By albrt, a solo lawyer from flyover country who has previously posted at Calculated Risk and Corrente
Thanks again for all the thoughtful comments on the August 14 post about Apparently Irrational Behavior in Western Elites. The comments gave me so many ideas that I had trouble following up (I also had to patch a roof and drive across the country and some other things). I have a few additional posts in the works, but this post comes next because it provides additional context for the concept of signaling behavior.
The traditional academic use of the word signaling, like so many other academic terms of the 1970s and 80s, has transitioned to a popular pejorative use.1 The Oxford English Dictionary says that in 1933, “pejorative” meant “Tending to make worse; depreciatory; applied especially to a derivative word in which the meaning of the root word is lowered by the addition of a suffix or otherwise.” The OED gives the example of “poetaster” to describe a bad poet. In current usage, according to Google, pejorative means “expressing contempt or disapproval.

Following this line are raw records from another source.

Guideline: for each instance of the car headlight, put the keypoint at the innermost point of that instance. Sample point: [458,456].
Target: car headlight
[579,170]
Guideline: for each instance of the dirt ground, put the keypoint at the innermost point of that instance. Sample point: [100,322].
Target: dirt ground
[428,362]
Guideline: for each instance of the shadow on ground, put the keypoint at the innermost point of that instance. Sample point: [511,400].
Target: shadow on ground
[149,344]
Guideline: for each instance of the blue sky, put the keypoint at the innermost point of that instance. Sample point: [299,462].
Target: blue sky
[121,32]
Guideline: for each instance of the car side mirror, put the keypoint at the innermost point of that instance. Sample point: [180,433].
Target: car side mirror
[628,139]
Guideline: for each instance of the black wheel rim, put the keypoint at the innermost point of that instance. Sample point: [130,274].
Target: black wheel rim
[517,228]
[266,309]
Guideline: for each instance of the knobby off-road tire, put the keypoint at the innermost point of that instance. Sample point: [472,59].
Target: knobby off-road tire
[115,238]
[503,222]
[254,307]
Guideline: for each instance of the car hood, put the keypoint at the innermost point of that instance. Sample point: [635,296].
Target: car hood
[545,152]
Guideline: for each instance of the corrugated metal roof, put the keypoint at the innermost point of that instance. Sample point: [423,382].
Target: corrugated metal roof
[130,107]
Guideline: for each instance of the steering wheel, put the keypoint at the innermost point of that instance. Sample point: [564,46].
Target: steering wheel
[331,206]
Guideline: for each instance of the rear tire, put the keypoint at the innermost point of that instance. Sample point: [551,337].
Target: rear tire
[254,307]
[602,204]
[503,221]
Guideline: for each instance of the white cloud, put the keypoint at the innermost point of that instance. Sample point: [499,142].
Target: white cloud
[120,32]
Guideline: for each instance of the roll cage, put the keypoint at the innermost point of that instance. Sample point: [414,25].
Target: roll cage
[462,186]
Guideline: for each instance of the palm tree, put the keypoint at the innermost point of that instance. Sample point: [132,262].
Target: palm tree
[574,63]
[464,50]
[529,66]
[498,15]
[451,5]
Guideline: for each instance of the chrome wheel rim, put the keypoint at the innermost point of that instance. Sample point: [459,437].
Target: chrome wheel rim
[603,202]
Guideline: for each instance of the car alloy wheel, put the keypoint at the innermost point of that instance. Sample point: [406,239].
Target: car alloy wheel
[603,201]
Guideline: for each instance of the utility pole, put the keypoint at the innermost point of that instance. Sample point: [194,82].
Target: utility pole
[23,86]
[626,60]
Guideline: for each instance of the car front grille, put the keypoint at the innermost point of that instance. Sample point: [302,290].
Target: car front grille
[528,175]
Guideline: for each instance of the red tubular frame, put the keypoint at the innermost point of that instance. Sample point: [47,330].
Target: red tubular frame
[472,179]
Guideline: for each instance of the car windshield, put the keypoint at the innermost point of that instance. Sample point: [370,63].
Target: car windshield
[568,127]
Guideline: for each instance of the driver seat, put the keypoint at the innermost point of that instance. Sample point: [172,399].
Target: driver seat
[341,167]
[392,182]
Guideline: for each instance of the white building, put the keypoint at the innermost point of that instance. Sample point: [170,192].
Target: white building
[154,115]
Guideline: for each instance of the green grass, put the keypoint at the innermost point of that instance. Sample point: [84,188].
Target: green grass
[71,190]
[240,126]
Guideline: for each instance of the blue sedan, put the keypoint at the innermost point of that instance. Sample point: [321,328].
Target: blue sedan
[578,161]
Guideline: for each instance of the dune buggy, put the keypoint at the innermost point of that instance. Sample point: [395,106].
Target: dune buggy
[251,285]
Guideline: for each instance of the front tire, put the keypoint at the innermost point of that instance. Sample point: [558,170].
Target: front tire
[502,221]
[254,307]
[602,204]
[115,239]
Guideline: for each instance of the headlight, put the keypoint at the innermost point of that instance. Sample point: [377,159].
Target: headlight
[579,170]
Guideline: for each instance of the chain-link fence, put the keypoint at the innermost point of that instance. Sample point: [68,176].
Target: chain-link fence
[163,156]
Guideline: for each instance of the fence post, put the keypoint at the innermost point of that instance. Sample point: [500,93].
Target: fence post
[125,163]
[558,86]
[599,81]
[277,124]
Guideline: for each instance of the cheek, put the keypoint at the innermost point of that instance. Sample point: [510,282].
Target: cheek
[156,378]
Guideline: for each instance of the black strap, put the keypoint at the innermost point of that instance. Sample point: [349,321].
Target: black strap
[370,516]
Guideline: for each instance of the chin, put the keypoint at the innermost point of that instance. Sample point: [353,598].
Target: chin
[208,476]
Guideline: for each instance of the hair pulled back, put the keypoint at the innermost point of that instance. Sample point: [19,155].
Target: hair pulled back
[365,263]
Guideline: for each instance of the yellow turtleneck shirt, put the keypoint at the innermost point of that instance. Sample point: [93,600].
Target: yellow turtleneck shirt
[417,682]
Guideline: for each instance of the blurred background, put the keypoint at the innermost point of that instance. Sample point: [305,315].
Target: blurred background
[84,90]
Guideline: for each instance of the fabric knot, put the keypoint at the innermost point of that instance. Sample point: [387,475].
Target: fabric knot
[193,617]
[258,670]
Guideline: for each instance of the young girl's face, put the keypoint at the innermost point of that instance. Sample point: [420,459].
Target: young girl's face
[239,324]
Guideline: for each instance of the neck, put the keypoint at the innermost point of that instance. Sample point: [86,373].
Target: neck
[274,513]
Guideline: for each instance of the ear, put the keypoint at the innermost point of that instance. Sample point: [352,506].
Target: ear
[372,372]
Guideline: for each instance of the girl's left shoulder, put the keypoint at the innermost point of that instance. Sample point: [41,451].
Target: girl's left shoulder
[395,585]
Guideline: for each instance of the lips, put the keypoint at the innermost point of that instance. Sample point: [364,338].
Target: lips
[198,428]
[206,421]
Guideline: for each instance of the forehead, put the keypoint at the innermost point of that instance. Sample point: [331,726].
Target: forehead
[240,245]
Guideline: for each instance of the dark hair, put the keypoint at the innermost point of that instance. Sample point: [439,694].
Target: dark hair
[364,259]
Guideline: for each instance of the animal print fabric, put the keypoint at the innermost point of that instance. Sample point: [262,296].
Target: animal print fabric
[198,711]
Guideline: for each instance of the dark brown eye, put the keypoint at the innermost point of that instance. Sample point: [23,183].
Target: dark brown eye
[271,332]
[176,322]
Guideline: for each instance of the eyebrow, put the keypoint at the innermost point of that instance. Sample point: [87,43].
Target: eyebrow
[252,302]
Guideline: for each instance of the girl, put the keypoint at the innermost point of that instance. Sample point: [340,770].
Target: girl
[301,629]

It seems to be widely accepted now that Western elites cannot do much of anything other than signal, perform, and otherwise try to control the narrative, with all those terms being used in a pejorative sense. For example, Aurelien recently wrote:
But the greatest weakness at all levels in modern political culture is one that I’ve touched on several times in these essays: the modern preference for performative acts and speech in place of actual practical activity, and the tendency to confuse the one with the other.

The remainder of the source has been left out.